Malaria in The Bahamas is bad news. Residents in Exuma are rightly concerned, not only for their own health, but for their tourist industry as they don’t want their island to join those areas of the planet where visitors are warned that they are entering a malaria-risk zone and have to take their medication with them.
When the news made headlines late last week that there were three suspected cases in Exuma, a young person shrugged his shoulders. “Oh, they’re only mosquitoes, nothing to worry about,” he scoffed.
Unfortunately, malaria is something to worry about and is no scoffing matter. At one time it was one of the scourges of the world, and accounted for millions of deaths.
We always had mosquitoes in Nassau. but if one really wants to experience mosquitoes during mosquito season, then some of our Out Islands are the places to visit.
We recall many, many years ago that it was at Long Cay at dusk and just before a hurricane that we had our first encounter with real Bahamian mosquitoes. And what an experience that was. They buzzed towards us like a swarm of locusts. We could see them coming, but there was no protection from them. The force at which they hit our face and body was as though someone was pelting us with handfuls of sand. Wave upon wave hurled themselves at us, blinding us as we dove into fhe sea to get away from them.
As a child we remember sleeping under nets to be protected from them. Fortunately, the Bahamas does not – at least has not had so far – the malaria-bearing mosquito. But in the past week on Exuma 12 malaria cases have been reported. The first case was of an American who, it was said, had just come from a malaria area. The Bahamas was notified of his case when he returned to the US from Exuma, became ill with flu-like symptoms and sought medical assistance.
It was thought that his was an isolated case of someone who had contacted malaria elsewhere. However, concern mounted when a second case, and then a third was reported at Exuma. By Tuesday 12 cases were confirmed. Is it possible that we now have the malaria-bearing mosquito, or have mosquitoes that bit the first victim carried the parasite from him to other victims? Although it is known that malaria
cannot be transmitted from one human to another, it can be transmitted by the mosquito.

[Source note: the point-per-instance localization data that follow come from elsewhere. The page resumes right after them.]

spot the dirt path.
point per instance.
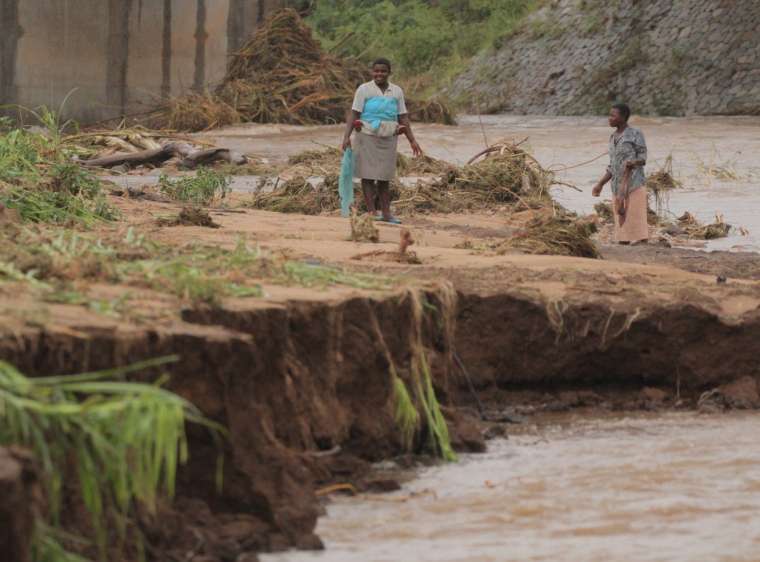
(712, 156)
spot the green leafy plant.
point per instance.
(39, 178)
(121, 442)
(406, 416)
(201, 189)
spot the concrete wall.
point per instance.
(121, 56)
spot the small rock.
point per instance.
(654, 394)
(495, 431)
(382, 485)
(309, 542)
(741, 394)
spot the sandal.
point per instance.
(391, 220)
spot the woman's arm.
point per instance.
(638, 152)
(600, 184)
(407, 129)
(353, 116)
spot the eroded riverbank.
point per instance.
(575, 487)
(292, 339)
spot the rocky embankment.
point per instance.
(662, 57)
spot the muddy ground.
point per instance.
(301, 376)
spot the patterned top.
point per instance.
(630, 145)
(371, 90)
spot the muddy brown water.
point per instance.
(714, 157)
(662, 487)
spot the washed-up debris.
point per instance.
(561, 233)
(402, 255)
(505, 175)
(297, 195)
(281, 75)
(190, 216)
(697, 230)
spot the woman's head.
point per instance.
(619, 114)
(381, 69)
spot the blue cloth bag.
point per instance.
(380, 109)
(346, 182)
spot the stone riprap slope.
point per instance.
(664, 57)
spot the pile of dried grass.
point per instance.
(660, 184)
(696, 230)
(281, 75)
(195, 112)
(363, 228)
(561, 234)
(189, 216)
(421, 166)
(508, 175)
(317, 162)
(297, 195)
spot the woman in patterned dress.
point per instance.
(628, 155)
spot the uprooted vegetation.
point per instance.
(504, 177)
(659, 185)
(560, 234)
(61, 263)
(39, 180)
(281, 75)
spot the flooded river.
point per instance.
(716, 158)
(666, 487)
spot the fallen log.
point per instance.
(154, 156)
(200, 157)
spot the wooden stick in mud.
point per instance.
(200, 157)
(154, 156)
(190, 159)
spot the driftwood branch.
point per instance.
(155, 156)
(200, 157)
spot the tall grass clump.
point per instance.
(114, 444)
(40, 179)
(201, 189)
(406, 416)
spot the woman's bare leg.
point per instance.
(368, 189)
(384, 191)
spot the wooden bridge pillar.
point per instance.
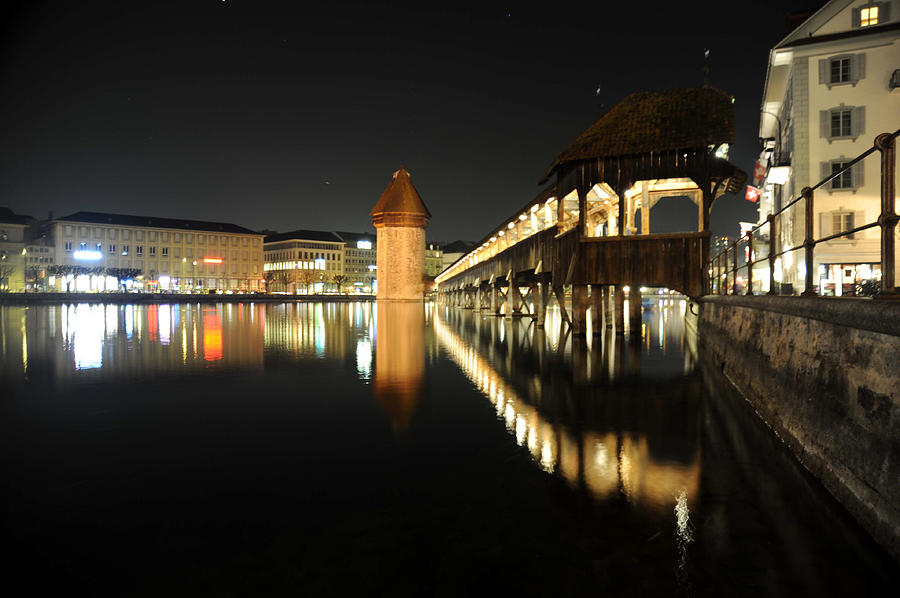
(541, 298)
(619, 298)
(579, 309)
(634, 309)
(596, 309)
(606, 292)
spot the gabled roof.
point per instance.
(305, 235)
(655, 121)
(154, 222)
(400, 197)
(354, 237)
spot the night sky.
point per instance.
(278, 115)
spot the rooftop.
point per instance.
(154, 222)
(655, 121)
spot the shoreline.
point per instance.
(126, 298)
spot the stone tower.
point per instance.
(400, 219)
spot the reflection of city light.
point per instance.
(87, 321)
(364, 358)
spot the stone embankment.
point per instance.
(823, 374)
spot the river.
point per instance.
(355, 449)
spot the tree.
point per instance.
(6, 272)
(306, 278)
(340, 280)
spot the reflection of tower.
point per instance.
(400, 219)
(399, 360)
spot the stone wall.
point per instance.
(823, 373)
(401, 263)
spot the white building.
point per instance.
(170, 254)
(831, 88)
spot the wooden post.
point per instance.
(619, 297)
(540, 304)
(607, 311)
(579, 309)
(750, 263)
(772, 231)
(596, 310)
(886, 144)
(809, 245)
(634, 309)
(560, 293)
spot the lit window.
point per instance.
(868, 16)
(840, 123)
(840, 70)
(843, 180)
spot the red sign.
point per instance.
(759, 172)
(752, 194)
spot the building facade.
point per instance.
(831, 88)
(13, 231)
(163, 254)
(360, 261)
(304, 261)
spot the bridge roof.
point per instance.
(655, 121)
(400, 197)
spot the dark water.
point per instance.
(322, 449)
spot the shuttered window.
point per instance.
(842, 122)
(850, 179)
(842, 70)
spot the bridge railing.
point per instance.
(735, 270)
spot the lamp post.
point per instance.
(778, 141)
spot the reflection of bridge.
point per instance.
(612, 439)
(583, 231)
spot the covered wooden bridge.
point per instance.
(582, 235)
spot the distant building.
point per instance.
(170, 254)
(831, 87)
(12, 250)
(303, 261)
(360, 261)
(434, 260)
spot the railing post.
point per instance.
(771, 220)
(725, 271)
(887, 144)
(734, 271)
(809, 244)
(750, 263)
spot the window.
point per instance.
(841, 222)
(843, 122)
(843, 180)
(871, 13)
(843, 69)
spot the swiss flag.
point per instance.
(752, 194)
(759, 172)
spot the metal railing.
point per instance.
(725, 268)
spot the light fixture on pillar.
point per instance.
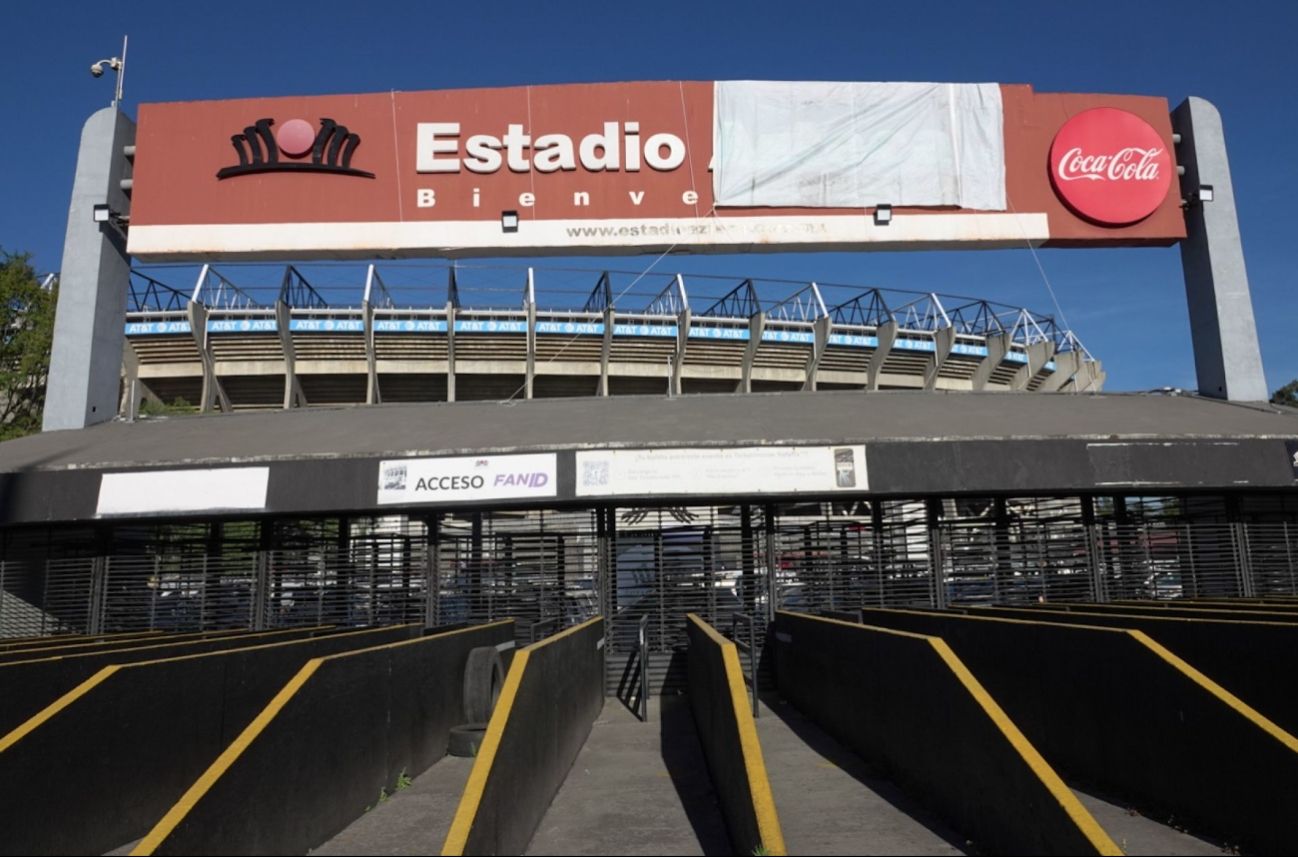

We recall persons who served in the East for many years having contracted malaria in their youth and suffering recurrences of terrible fevers for the rest of their lives. Our husband’s uncle, a British Brigadier who served in a Mahratta cavalry regiment in India, contracted malaria during his service. Every three or four years after he returned to England, he suffered terrible bouts of malaria, each bout threatening his life. Although the attacks continued for the rest of his life, it was cancer that eventually took him.
Although malaria has been eradicated from the United States since 1951, it is reported that “US residents remain at risk, especially when travelling in malariaendemic countries.”
According to the CDC, it received reports of “1,324 cases of malaria, with four deaths, that occurred in 2004 in the United States. All but four cases were in persons who had travelled to a malaria-risk area. Of the four cases in persons who had not travelled to a malaria-risk area, three were caused by congenital transmission (from mother to foetus).”
According to Bruce-Chwatt in Essential Malariology “prehistoric man in the Old World was subject to malaria. It is probable that the disease originated in Africa, which is believed to be the cradle of the human race. Fossil mosquitoes were found in geological strata 30 million years old and there is no doubt that they have spread the infection through the warmer regions of the globe, long before the dawn of history. Malaria followed in the wake of human migrations to the Mediterranean shores, to Mesopotamia, the Indian peninsula and South-East Asia. How malaria established itself in the New World is subject to speculation, as no reliable historical or other data exist on this point.”
Malaria infections can be fatal if not diagnosed and treated promptly.
It is hoped that, contrary to reports we are receiving from Exuma, the Ministry of Health is aggressively fogging the area. And now that we are in the rainy season – the breeding time for the mosquito – everyone should take precautions against being bitten.